• Dirk

Was hat ein Kreisverkehr mit guter Führung zu tun?



Durch einen Kreisverkehr zu fahren bedeutet Verantwortung zu haben und nach einfachen Prinzipien Entscheidungen zu treffen:

Vorm Kreisel langsamer werden, dem im Kreisverkehr befindlichen Verkehrsteilnehmer die Vorfahrt lassen und beim Ausfahren blinken. Klingt einfach. Ist es auch: Der Errichter des Kreisverkehrs traut jedem Fahrzeugführer diese Entscheidung zu und erlaubt damit einen für alle Beteiligten guten Verkehrsfluss. Das ist das Ziel: Die Fahrzeuge kommen nach kurzer Reduzierung der Geschwindigkeit gut voran. Der Fahrzeugfluss aus allen Fahrtrichtungen ist gut und reißt nie vollständig ab.
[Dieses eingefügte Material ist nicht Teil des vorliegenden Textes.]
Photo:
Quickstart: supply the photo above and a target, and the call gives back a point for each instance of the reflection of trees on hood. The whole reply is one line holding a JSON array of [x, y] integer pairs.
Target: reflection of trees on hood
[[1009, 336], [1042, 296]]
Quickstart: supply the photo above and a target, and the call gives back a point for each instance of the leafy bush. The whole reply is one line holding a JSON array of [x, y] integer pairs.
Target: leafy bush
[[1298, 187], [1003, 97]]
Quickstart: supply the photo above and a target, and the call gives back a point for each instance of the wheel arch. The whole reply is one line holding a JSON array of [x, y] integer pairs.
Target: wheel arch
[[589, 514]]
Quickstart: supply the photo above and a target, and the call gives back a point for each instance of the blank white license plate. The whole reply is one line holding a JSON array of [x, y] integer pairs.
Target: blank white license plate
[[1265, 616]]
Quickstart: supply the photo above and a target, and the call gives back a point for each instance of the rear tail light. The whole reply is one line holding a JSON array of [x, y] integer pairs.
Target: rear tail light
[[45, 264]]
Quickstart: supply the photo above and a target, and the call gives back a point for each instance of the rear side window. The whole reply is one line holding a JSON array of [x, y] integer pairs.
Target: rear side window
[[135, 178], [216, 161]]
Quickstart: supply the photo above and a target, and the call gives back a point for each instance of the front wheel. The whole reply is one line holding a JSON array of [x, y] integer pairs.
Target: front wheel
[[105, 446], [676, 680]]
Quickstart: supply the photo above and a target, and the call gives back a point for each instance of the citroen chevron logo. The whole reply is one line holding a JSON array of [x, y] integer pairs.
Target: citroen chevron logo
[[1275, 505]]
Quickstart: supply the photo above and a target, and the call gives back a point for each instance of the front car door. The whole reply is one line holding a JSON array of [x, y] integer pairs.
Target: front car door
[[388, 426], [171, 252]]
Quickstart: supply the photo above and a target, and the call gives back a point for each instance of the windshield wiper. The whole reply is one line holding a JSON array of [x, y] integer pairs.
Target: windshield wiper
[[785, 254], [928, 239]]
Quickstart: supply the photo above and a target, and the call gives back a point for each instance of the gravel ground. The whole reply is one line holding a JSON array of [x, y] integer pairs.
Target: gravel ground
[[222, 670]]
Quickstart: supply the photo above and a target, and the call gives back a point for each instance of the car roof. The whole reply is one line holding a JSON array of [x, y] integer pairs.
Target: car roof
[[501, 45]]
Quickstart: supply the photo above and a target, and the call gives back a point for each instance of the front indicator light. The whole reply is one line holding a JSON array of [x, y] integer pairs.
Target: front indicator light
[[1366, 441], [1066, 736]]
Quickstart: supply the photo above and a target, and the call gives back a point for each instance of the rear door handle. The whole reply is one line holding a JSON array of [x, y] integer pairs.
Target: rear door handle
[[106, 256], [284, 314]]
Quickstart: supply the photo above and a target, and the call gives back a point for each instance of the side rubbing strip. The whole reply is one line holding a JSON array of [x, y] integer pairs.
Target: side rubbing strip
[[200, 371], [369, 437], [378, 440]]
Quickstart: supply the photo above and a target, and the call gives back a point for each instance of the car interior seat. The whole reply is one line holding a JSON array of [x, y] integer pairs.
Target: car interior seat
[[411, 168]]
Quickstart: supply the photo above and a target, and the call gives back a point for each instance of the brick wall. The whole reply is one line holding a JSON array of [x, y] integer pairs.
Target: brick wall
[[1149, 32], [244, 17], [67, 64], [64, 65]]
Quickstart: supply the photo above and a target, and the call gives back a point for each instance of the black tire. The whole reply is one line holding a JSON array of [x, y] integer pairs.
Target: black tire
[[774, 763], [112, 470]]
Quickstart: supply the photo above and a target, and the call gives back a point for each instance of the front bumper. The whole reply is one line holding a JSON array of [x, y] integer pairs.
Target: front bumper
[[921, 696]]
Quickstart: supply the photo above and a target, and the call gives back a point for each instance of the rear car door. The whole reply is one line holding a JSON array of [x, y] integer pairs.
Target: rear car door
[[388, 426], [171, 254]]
Anders bei einer Ampelkreuzung. Sie regelt die Fahrzeugströme im Detail. Durch Anhalten lassen und Freigeben des Verkehrs mit den Signalen rot, gelb und grün. Klingt auch einfach. Doch es braucht viel mehr: Detaillierte Regeln für Links- und Rechtsabbieger wann und wie abgebogen wird, evtl. zusätzliche Spuren und Markierungen auf der Straße und eine Ampelanlage die gekauft, programmiert und gewartet werden muss. Das Resultat: Man traut dem Verkehrsteilnehmer nicht zu, dass er selbst die Entscheidung treffen kann, wann ein Überqueren der Kreuzung möglich ist. Dafür wird ein technisches Instrument mitsamt umfangreichem Regelwerk installiert, dass diese Verantwortung in Stellvertretung übernehmen soll. Der Fahrzeugführer wird dadurch der eigenen verantwortungsvollen Entscheidung enthoben. Es wird Regeleinhaltung getreu dem Motto: „Bei rot bleibst Du stehen, bei grün darfst Du gehen“ erwartet.


Und was hat das alles jetzt mit mir als Führungskraft zu tun? Vertraue ich meinen Mitarbeitern, dass sie auf Basis einfacher Prinzipien, entsprechend der Unternehmensvision geeignete Entscheidungen treffen? Hat mein Unternehmen überhaupt eine Vision, anhand derer sich viele Entscheidungen unmittelbar ableiten lassen? Oder möchte ich in meiner Rolle Ampeln aufstellen, die alle Möglichkeiten im Detail regeln und nur die zuverlässige Regeleinhaltung erfordern? Sind in manchen Fällen einfach Ampeln angezeigt, weil es darum geht regulatorische Anforderungen zu erfüllen? Unter welchen Umständen kommt es zu einer Kombination aus Ampel und Kreisverkehr, die völlig verwirrend ist und womöglich die Schwächen beider Systeme verbindet?


Wie haltet ihr es mit dem Vertrauen? Traut Ihr Euch Vertrauen an Eure Mitarbeiter zu verschenken? Oder muss man sich Vertrauen verdienen? Sozusagen ein paar Mal richtig über die Ampelkreuzung gefahren sein, dass man dann auch den Kreisverkehr benutzen darf? Und was ist, wenn Ihr einen Vorgesetzten habt, der lieber Ampeln baut, statt Kreisverkehre?


Ich selbst mag ja Kreisverkehre. Sehr.